La pesquisa apunta a que los dos primeros pretendían apoderarse de la empresa de su padre, la cual se dedica a la elaboración de pozos para extracción de agua.
La mañana de este miércoles, los agentes de la Policía Judicial de San Ramón detuvieron a Gamboa Villalobos, así como a los dos pistoleros identificados como de apellidos Campos Orozco, de 28 años, alias Tocineta y Badilla Granados, de 24 años, así como a la mujer de 29, de apellidos Ureña Salazar.
Todos figuran como sospechosos del homicidio de Ulises Gamboa Villalobos, el empresario de 57 años, quien era oriundo de Montes de Oro, Puntarenas.
“El móvil estaba relacionado con un conflicto con unos de sus hijos, que tenía carácter comercial”, dijo Wálter Espinoza, director del OIJ.

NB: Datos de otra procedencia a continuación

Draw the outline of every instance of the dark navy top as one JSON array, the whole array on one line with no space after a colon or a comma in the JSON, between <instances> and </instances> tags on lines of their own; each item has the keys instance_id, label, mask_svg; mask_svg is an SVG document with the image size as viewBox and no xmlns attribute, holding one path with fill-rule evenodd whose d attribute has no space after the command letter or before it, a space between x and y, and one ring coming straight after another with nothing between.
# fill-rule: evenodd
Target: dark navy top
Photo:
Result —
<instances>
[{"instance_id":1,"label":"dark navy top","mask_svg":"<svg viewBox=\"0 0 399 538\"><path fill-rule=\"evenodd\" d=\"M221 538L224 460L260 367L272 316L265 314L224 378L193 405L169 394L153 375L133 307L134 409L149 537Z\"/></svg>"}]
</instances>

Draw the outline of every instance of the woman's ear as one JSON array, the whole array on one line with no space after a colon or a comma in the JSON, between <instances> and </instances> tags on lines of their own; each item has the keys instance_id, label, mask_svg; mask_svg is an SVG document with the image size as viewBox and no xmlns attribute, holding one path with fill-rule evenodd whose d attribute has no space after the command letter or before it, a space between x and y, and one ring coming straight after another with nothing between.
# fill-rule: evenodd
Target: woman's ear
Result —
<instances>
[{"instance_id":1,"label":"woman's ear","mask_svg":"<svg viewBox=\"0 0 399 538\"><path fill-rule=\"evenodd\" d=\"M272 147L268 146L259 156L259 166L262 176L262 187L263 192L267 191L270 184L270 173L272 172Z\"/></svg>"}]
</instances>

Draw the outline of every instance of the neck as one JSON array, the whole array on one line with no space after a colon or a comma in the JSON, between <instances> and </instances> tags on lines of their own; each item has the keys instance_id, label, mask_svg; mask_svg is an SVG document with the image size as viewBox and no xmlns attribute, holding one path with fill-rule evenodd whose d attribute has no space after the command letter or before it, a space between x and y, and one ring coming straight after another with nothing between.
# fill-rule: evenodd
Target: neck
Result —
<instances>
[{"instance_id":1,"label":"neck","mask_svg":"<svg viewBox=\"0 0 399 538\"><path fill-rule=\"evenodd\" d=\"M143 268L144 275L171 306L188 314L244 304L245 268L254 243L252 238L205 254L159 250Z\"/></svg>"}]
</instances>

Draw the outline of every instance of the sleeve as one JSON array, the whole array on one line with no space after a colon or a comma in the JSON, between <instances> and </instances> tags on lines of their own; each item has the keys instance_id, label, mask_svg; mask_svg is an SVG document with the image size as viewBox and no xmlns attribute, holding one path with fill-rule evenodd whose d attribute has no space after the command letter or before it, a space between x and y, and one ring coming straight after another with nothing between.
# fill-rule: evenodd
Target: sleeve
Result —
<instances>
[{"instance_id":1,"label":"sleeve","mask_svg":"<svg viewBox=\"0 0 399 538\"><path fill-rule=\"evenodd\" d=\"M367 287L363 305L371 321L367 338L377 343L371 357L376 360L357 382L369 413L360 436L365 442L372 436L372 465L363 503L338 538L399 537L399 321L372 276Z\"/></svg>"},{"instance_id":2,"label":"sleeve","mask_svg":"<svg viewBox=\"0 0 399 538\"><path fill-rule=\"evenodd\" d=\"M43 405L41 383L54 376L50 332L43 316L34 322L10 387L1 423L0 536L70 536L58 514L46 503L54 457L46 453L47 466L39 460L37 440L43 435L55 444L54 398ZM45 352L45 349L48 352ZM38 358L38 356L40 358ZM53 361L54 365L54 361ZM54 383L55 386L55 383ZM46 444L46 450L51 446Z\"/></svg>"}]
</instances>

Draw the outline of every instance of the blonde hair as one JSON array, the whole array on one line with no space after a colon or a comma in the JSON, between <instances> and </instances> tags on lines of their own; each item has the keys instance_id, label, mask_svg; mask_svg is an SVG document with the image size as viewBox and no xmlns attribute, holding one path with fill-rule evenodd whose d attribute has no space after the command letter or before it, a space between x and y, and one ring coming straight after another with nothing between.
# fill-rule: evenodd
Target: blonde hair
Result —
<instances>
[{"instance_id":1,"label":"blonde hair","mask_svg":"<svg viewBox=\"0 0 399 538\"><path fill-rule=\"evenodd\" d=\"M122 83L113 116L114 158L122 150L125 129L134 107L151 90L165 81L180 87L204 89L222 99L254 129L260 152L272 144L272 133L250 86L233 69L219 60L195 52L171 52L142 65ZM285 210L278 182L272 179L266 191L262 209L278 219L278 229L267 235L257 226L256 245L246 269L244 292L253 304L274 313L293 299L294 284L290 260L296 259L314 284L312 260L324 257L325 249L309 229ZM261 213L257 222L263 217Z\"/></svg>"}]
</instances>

Los hechos ocurrieron cuando el empresario estaba en su casa, en San Juan de San Ramón, momento en que al parecer ingresó un sujeto y le disparó en dos ocasiones.
De acuerdo con la investigación del OIJ, la nuera del fallecido contactó a Campos Orozco, quien a su vez buscó a Badilla Granados, estos últimos fueron los que ejecutaron el homicidio.
A las 5 a. m., de hoy los investigadores judiciales realizaron cuatro allanamientos en Chacarita y El Roble en Puntarenas; así como en Bolívar y San Pedro de San Ramón, lugares donde detuvieron a tres de los sospechosos.
En tanto, el cuarto, Badilla Granados, fue trasladado para el allanamiento desde el centro penal de Puntarenas, donde se encuentra privado de libertad por otro homicidio ocurrido el 4 agosto de este año en Pitahaya de Chomes.
Esa vez se le detuvo por la muerte del comerciante asiático Franklin Zhen Zhen, de 25 años, ultimado en un intento de asalto a su minisúper.
Como resultado de los operativos de este miércoles se decomisaron 135 puchos de marihuana y un microbús, el cual en apariencia fue utilizado por los sospechosos el día del homicidio del empresario.
Los detenidos quedaran con un informe a las órdenes del Ministerio Público, para que se les determine su situación jurídica.
Afán de despojo
No es la primera ocasión en que se inculpa a hijos de personas fallecidas como sospechosos de asesinarlos con el objetivo de tener sus bienes.
El 15 de noviembre de 1998, una quinceañera fue detenida, junto con otro sujeto de 21 años, de apellido Molina, por el asesinato de sus padres y un hermano a quienes luego lanzaron a un río en Santo Domingo de Heredia para simular un accidente.
Se les detuvo por el triple homicidio en una casa en San Blas, San Vicente de Moravia. El objetivo de los homicidas era quedarse con una herencia.
Esa vez fallecieron Ana Isabel Méndez, José Narciso Montero y un hijo de ambos.
Este crimen ocurrió en la casa del matrimonio. Los tres cuerpos fueron subidos al carro de la familia y llevados hasta barrio El Socorro, en San Miguel de Santo Domingo de Heredia, donde fueron lanzados en una margen del río Virilla.
Nueve días después, el OIJ detuvo a los presuntos responsables y les decomisó varias evidencias, entre ellas el arma homicida que enterraron en la casa del sujeto, en La Trinidad de Moravia.